HEV atau Hybrid Electric Vehicle menggunakan mesin bensin dan motor listrik. Baterainya diisi melalui regenerative braking dan sistem kendaraan, sehingga tidak perlu dicolokkan ke charger eksternal.

PHEV atau Plug-in Hybrid Electric Vehicle memiliki baterai lebih besar dan dapat diisi melalui sumber listrik eksternal. Dengan demikian, mobil dapat menggunakan tenaga listrik untuk jarak tertentu sebelum mesin bensin mengambil alih atau bekerja bersama sistem listrik.

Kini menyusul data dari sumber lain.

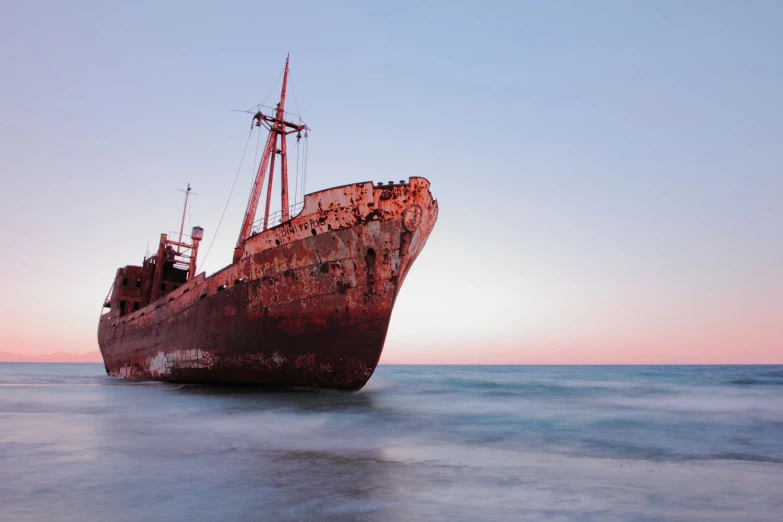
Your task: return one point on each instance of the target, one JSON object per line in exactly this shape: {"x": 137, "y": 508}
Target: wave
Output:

Sementara REEV atau Range Extended Electric Vehicle memiliki pendekatan yang lebih dekat dengan mobil listrik. Roda terutama digerakkan motor listrik, sedangkan mesin pembakaran digunakan sebagai sumber energi tambahan untuk memperpanjang jarak tempuh.

Kemunculan REEV di Indonesia juga mulai terlihat. Pada GIIAS 2026, iCar membawa V27 yang menggunakan teknologi REEV.

Hybrid Tidak Lagi Sekadar Pilihan Kedua

GIIAS 2026 menunjukkan satu hal penting: konsumen Indonesia kini tidak lagi hanya dihadapkan pada pilihan mobil bensin atau mobil listrik.

Teknologi hybrid berkembang menjadi salah satu pilihan utama karena menawarkan kompromi antara efisiensi, kepraktisan dan fleksibilitas.

Toyota, Daihatsu, Honda, Suzuki, MG dan berbagai merek lainnya memperlihatkan bahwa persaingan elektrifikasi akan semakin ketat. Bahkan MG ZS Hybrid+ hadir dengan harga yang membuat teknologi full hybrid mulai masuk ke wilayah harga yang sebelumnya lebih banyak diisi mobil bermesin konvensional.

Pada akhirnya, pertanyaan bukan lagi "mobil listrik atau hybrid?", melainkan "teknologi mana yang paling sesuai dengan pola berkendara?"

Untuk pengguna kota dengan akses charging memadai, EV bisa menjadi pilihan menarik. Untuk konsumen yang menginginkan efisiensi tetapi tetap sering bepergian jauh, hybrid menawarkan solusi yang lebih fleksibel.

Dan melihat perkembangan pasar sepanjang 2026, hybrid tampaknya belum siap menyerahkan panggung kepada mobil listrik.